E le chiese che bruciano, in tutto questo, cosa c’entrano? Le gerarchie rispondono con banalità disarmanti: sono addolorate; disapprovano la violenza; le devastazioni delle chiese sono ingiustificabili, dicono. Che profondità di analisi storica e sociale, viene da dire! Non una parola di autocritica sulla posizione del clero a favore di queste stesse sinistre nei decenni passati! Hanno coccolato le serpi che ora li mordono: cosa si aspettavano? Le chiese cilene devastate e bruciate sono emblematiche non solo dell’odio anticristiano dei nemici di Dio, ma anche della tolleranza, della mollezza, dell’ignavia del clero!

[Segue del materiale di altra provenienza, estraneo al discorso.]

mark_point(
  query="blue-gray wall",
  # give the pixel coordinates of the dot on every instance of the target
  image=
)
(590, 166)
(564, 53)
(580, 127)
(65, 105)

Forse il clero cileno invece delle solite banalità, dovrebbe fare un’altra autocritica. Ci ricordiamo quando dicevano che cattolici e marxisti possono convivere tranquillamente in Cile? Ci ricordiamo quando insistevano per “il ritorno alla democrazia” che aveva precedentemente portato il Cile sul baratro del disastro? Ci ricordiamo quando il cattivone era solo Pinochet, che reprimeva i gruppi armati marxisti, vietava l’aborto, stroncava tutta la produzione di droga (i narcos preferirono la Colombia democratica), poneva le basi per la prima economia del Sudamerica e cercava di introdurre strutture “corporative” per la rappresentanza dei corpi intermedi, secondo la dottrina sociale della Chiesa? Ma era di moda essere dalla parte della sinistra. La destra e i militari erano impresentabili e colpevoli a prescindere. Il clero si è adeguato a questo antifascismo di comodo, lo ha avvallato e oggi ne raccoglie i frutti: chi semina vento raccoglie tempesta.